People, I hope you understand that this is a special situation. It is a question that does not follow the rules, but right now the world is a mess and I really need if someone can give me a hand with this. Fill me with negatives if you want but please don't close the question.
At my work we are manually uploading some files referring to the complaints reported by people regarding COVID-19. The issue is that this virus is growing exponentially, which is why our work is also growing, and we are behind in statistics, which is partly why the number of known cases is lower than it actually is. Without further ado, I'll show you what I have:
We receive a .doc file (ask in the chat before asking the question here, and they asked me the version of Word. Actually we work with different versions, I have the latest version at home because I am a student and MS gives it away and always updates it , but at work I have 2010, I think the version may not matter since I want to work with text, I could even copy it and take it to a notepad for example)
This .doc file has about 100 texts that have more or less this form
Illicit Investigation – Illicit Port (COVID-19 Coronavirus) – Senior Female 03/19 – PU. 81027 – High 07:06 am – CP Campana; 05:00 a.m. She received a call to XXXX (Dda. XXXX 1000), realizing that her neighbor XXX hers, returned from Brazil the day before, not complying with the isolation protocol. Personal proceeded to provide the corresponding telephone numbers for such cases, giving notice to Health personnel.
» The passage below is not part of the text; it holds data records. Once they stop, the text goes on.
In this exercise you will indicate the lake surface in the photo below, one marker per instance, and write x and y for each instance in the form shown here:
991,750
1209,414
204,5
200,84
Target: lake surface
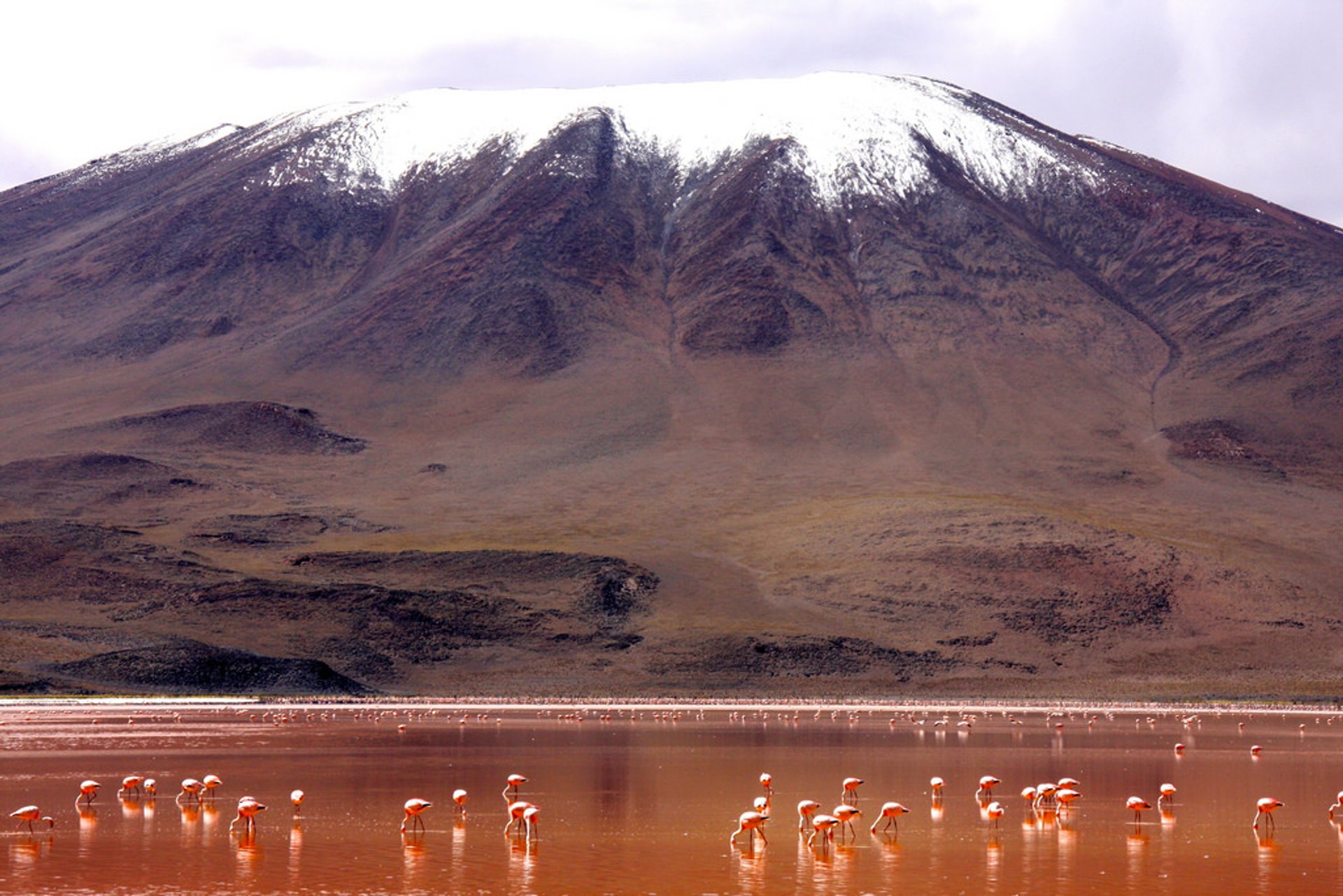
645,804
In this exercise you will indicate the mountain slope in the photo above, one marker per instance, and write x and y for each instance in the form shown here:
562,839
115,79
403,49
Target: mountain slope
755,338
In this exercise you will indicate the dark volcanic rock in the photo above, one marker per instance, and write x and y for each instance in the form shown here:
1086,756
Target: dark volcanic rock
191,667
262,427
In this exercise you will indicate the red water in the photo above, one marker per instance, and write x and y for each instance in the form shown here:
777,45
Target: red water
646,805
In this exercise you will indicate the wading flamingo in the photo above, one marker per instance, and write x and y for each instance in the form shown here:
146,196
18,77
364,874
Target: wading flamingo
806,809
823,825
191,790
994,811
413,813
87,792
31,814
1138,805
1265,808
750,823
846,813
248,811
534,813
890,811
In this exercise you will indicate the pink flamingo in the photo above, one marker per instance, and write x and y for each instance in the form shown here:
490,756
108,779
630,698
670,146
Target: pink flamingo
515,814
1138,805
994,811
532,814
806,809
413,813
1265,808
890,811
750,823
248,809
87,792
31,814
846,813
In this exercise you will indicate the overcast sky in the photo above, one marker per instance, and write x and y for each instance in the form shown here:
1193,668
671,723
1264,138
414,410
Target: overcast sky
1248,93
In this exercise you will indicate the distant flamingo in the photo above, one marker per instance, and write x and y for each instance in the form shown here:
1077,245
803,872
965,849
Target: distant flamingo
248,811
413,813
823,825
515,814
31,814
87,792
890,811
846,813
532,814
1265,808
191,790
806,809
750,823
994,811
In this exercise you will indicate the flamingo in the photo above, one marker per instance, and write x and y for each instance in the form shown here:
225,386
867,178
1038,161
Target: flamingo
1265,808
1138,805
413,813
806,809
750,823
31,814
511,792
890,811
846,813
515,813
823,825
248,809
87,792
532,814
190,788
994,811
Each of these texts must be passed to a table in a database, which has about 20 fields. I would like to at least be able to get the 3 data that I put in bold, which are the date, the Urgent Part number, which is always after PU.
and the time, which is always the one after the word alta
(since there may be other times in the paragraph, anyway the time I'm looking for is the first one that appears, so you can have those two criteria, or the first appearance, or after "high")
If you don't know how to do it but you know tools that can do it, it would also be of great help to me
The thing is that we are passing them by hand, and this virus is growing by leaps and bounds with it the complaints, and we are not being able to upload this.
The idea is that each new text (could be identified by the appearance of the string PU.
) creates a new row (it can be in an excel or access table, it doesn't matter) and place those 3 fields.
I hope you can understand an exceptional question at an exceptional time.
One approach, using JavaScript (NodeJS) is to create a script
script
that does an analysis of the Word document (.docx
) and writes the result to an Excel workbook (.xlsx
).I have implemented this code very quickly to try to provide a solution to the problem, I understand that it is for an emergency.
You need:
I don't do case sensitive checks, this is a first approximation to a possible solution.
Using the module
word-text-parser
we get the paragraphs of the Word document.We filter each paragraph to keep those that exclusively contain the strings: PU. and High
We also create a regular expression to get the date, which we assume is always in the following format: XX/XX . Where XX are numeric digits from 00 to 99. (It is not validated if a date is valid, therefore 03/12 will be valid as well as 12/03).
Then we separate each paragraph into words, and we search for the words we want according to the aforementioned criteria.
Each value is placed in an object with the following structure:
A list of these values is saved and an Excel workbook is generated using the ExcelJS library.
The final code may look like this:
I have a repository of this implemented on Github , there is 1 test Word file (
demo.docx
), which has a random (unstructured) structure.I hope that you can make progress with this. Any questions ask.
With LibreOffice you can convert a .doc to .txt by command line:
From there you can get what you need with regular expressions either with the same command line or with another programming language. By first dividing the text by the separator
" - "
. Even the data you need could be extracted from the database depending on the version.